To graph a circle, begin by identifying its equation in the form \((x-h)^2 + (y-k)^2 = r^2\). This gives you all the necessary information: the center \((h, k)\) and the radius \(r\). For the equation \((x+3)^2 + (y+2)^2 = 36\), it's clear that the center is \((-3, -2)\) and the radius \(r\) is 6.

• Step-by-Step Graphing:
  • Locate the Center: Plot the point \((-3, -2)\) on a coordinate plane.
  • Use the Radius: From the center, move 6 units in every direction (up, down, left, and right) to help sketch the circle.
  • Sketch the Circle: Connect these boundary points to form the circular shape.

Graphing circles is a straightforward process once you break down its components and follow the steps carefully.

The center of a circle is a crucial point that defines its position in space. It's represented by the coordinates \((h, k)\) in the circle's equation \((x-h)^2 + (y-k)^2 = r^2\). For the circle equation \((x+3)^2 + (y+2)^2 = 36\), we determine the center as \((-3, -2)\).

• Understanding the Center: The values \(h\) and \(k\) are found by rewriting the terms \((x+3)^2\) and \((y+2)^2\) as \((x - (-3))^2\) and \((y - (-2))^2\), revealing the negative shifts from the origin.
• Role of the Center: It acts as a pivot for drawing the circle, ensuring it maintains a consistent radius.
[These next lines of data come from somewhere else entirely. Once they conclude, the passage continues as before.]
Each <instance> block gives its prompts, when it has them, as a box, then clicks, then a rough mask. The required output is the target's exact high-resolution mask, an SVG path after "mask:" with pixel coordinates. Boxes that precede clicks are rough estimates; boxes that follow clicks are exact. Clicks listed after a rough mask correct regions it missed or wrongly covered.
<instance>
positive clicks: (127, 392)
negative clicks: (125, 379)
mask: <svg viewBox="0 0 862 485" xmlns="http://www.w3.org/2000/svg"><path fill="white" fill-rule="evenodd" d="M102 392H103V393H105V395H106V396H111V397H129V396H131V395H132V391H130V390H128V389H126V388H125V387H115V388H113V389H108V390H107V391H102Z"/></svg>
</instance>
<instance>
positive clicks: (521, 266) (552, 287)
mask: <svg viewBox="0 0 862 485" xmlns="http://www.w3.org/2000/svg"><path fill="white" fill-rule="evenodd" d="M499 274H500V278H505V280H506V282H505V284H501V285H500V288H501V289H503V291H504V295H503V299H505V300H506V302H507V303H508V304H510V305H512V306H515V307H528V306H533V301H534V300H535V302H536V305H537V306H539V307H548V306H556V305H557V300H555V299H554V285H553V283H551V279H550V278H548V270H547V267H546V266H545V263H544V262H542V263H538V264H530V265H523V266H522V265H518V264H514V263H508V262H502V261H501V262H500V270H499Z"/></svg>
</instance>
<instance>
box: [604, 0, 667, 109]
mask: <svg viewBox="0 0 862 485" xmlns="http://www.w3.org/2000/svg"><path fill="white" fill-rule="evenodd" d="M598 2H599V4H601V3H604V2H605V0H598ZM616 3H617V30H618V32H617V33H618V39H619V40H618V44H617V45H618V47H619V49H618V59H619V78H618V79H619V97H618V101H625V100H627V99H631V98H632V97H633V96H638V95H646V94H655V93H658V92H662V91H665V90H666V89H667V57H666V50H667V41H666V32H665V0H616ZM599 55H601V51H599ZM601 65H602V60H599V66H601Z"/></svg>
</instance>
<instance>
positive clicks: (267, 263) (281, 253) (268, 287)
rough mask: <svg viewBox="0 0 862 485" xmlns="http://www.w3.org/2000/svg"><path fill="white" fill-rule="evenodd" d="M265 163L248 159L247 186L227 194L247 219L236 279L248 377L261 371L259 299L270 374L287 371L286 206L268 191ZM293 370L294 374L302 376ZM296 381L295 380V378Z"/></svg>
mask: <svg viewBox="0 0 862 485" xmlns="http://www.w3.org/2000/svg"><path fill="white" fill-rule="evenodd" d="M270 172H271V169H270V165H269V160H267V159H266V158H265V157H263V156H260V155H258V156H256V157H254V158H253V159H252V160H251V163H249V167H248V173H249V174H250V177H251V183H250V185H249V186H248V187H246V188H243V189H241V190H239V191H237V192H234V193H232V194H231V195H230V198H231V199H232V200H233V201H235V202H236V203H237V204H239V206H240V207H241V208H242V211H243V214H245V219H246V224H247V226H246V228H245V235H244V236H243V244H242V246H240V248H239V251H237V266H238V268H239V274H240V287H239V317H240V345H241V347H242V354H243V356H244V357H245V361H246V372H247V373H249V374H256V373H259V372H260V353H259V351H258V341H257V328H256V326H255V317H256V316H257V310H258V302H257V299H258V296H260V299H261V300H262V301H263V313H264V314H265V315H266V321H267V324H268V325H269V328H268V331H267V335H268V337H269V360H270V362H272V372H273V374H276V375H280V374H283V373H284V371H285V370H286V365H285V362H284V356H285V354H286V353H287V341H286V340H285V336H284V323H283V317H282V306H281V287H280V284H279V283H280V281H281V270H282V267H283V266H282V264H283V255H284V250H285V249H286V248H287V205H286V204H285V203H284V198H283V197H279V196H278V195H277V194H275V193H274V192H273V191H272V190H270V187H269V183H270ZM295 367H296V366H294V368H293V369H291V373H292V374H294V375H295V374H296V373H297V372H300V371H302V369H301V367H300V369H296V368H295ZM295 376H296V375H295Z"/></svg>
It's essentially the middle point that the whole circle revolves around.

The center makes it simple to find the domain and range and is the anchoring point for the circle's shape.

The radius is the distance from the center of the circle to any point on its perimeter. Represented by \(r\) in the standard circle equation \((x-h)^2 + (y-k)^2 = r^2\), it plays a critical role in defining the size of the circle. From the given equation \((x+3)^2 + (y+2)^2 = 36\), we identify the radius \(r = \sqrt{36} = 6\).

• Calculating the Radius: The equation equates to \(r^2\), so solve for \(r\) by computing the square root of that constant on the right side of the equation. In our case, it's \(36\), so \(r = 6\).
• Importance of the Radius: This distance determines how far each point on the circle's edge spreads from its center. A larger radius means a larger circle.

Understanding the radius is key to both graphing and comprehending the circle's basic properties.